The Can-Spam Act, which goes into effect Jan. 1, empowers the Federal Trade Commission to create a bounty system allowing anyone to receive 20 percent of any money collected from spammers they help catch.

Some antispam advocates said the system would create an army of people searching for spammers, thus easing the burden on the FTC and law enforcement agencies. But to others, it is a useless effort that could lead to chaos and vigilantism.

Unsolicited commercial e-mail, or spam, makes up nearly 60 percent of all e-mail sent worldwide, and costs businesses more than $10 billion annually, technology analysts say. Much of the spam is fraudulent or misleading, and routed in a way that makes the sender difficult to identify. The Can-Spam Act bans the most fraudulent forms of spam and illegalizes commercial e-mail to anyone who has asked not to receive it.
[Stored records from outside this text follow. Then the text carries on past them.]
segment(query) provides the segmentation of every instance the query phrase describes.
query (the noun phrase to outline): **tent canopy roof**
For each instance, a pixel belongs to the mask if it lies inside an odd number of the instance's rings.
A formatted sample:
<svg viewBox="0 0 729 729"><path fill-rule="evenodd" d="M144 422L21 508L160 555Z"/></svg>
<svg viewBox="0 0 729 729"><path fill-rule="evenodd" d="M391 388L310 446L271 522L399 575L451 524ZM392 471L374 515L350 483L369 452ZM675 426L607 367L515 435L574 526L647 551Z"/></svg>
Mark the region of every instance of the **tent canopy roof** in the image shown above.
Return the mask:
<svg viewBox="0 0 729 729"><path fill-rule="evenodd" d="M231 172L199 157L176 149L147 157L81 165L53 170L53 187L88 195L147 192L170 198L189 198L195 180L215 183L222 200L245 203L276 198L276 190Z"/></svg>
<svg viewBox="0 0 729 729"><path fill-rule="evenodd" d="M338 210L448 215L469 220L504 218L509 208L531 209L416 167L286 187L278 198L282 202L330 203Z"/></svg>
Violators of the Can-Spam Act may be fined a maximum of $6 million and receive up to five years in prison.

The bounty system is the brainchild of Lawrence Lessig, a law professor and founder of the Stanford Center for Internet and Society. Earlier this year, he said he would resign his job if a national law featuring a bounty system did not "substantially reduce the level of spam."

Rep. Zoe Lofgren, California Democrat, and Sen. Jon Corzine, New Jersey Democrat, worked to insert the bounty provision into the Can-Spam Act.

The law says the FTC has nine months to issue a report to Congress proposing a reward system. The FTC will have full authority to determine how the system will work and what information e-mail users will need to provide in order to collect reward money.

"We're going to do an objective study and look at all the angles in depth," said FTC staff attorney Brian Huseman.